# Is Orbit downloader safe?



## codythatsme

Hi, i like orbit downloader ive been using it for some time but i read on wikipedia about the program this "Although the developers of Orbit Downloader claim that the program contains neither adware nor spyware, it does exhibit phone home behavior. Orbit Downloader opens communication with oblogin.rep.orbitdownloader.com at system startup. Setting a firewall to block IP address (60.28.208.143) will prevent this communication"
im wanting to block that IP adress but i dont know how can any one tell me?


----------



## grumpygit

Hi. Which firewall are you using?


----------



## codythatsme

Comodo firewall PRO


----------



## grumpygit

You can download the comodo firewall user guide from the link below.

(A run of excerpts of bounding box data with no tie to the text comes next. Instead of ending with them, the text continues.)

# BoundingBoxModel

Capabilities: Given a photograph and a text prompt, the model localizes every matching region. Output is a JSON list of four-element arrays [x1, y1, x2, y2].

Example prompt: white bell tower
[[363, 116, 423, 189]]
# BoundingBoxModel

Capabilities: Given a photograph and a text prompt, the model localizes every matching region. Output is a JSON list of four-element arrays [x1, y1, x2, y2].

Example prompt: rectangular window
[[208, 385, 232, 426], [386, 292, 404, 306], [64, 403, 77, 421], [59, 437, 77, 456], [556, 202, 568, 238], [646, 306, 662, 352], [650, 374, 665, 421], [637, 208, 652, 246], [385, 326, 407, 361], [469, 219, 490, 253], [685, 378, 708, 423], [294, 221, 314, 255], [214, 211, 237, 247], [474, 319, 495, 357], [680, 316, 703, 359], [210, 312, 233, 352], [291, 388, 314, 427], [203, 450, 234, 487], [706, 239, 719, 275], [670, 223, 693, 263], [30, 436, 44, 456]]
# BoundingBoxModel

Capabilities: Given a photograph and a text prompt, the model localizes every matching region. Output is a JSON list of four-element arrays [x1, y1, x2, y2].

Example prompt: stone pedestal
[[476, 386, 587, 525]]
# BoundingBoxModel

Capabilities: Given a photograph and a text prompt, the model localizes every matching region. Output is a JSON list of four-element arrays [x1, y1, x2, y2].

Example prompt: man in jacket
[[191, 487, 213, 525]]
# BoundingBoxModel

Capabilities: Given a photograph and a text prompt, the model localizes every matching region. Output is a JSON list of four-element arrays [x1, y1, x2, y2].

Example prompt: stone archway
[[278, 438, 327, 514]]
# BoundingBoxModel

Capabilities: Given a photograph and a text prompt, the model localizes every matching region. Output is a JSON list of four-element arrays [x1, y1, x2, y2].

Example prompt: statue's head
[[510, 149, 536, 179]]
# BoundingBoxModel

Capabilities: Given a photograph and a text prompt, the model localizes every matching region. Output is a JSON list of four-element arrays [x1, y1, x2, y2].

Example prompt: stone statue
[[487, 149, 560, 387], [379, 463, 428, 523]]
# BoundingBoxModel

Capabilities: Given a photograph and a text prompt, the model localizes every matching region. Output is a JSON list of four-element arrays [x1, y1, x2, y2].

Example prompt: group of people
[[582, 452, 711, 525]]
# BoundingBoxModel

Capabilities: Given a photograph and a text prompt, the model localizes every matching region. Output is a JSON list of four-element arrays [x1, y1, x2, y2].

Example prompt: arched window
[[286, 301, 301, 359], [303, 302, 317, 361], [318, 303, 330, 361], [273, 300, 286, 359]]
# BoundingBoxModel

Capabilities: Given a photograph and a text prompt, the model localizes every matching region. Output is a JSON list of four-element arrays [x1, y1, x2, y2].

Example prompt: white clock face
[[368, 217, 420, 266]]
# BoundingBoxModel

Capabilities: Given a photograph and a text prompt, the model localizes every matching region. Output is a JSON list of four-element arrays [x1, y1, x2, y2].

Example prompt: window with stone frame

http://www.personalfirewall.comodo.com/Comodo_Firewall_Pro_3.0_User_Guide.pdf


----------



## koala

Open Comodo and go to Firewall > My Blocked Network Zones. Click the Add button and select 'A New Blocked Address' from the dropdown menu. Enter the IP in the 'Single IP Address' box and click Apply. You can click the blue 'What do these settings do' link in the New Address window for more details on zones and blocking IPs.


----------



## codythatsme

:smile:Thanks alot for that


----------